Oh,really, let’s see the first 5 elemnets after Platinum: they are gold, Mercury,Thallium, Lead and bismuth, none of them are more expansive then Platinum. Rhodium was priced $6200 per ounce and sometimes considered as the most expansive metal, it is before Platinum in the periodic table.
December 16th, 2008 at 12:51 am
My 12 year old daughter just asked for a Periodic Table of Elements poster and book for Festivus. I can’t help but oblige! She is quite the little scientist, and daddy is soooo proud!
December 16th, 2008 at 1:14 pm
Thanks, Jalopy. You have both failed to undermine my point and provided concrete substance for it.
December 18th, 2008 at 1:42 pm
jdporter,if you want show that Platinum is not the most expansive element, one example is enough (e.g. Rh, if you knew that),but the statement” virtually every element below it on the periodic table is far rarer and more costly.” is clearly wrong. It is pretty silly trying to prove someone was wrong by using a wrong augument.

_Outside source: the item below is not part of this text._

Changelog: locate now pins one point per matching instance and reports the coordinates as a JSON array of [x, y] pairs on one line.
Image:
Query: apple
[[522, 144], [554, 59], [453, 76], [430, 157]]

Actually, saying one element is more expansive than the other can not be a well defined statement. for example, how expansive the element C is depends on if it in a diamond or in graphite. By saying that I am not trying to
depreciate the above article, which shows that people are doing some interesting things about the periodic table, and was not trying to teach particle physics there. But anyway, the elements are the irreducible components of our world in the sense that one can not make a diamond with 6.02*10^23 plus 0.5 Carbons.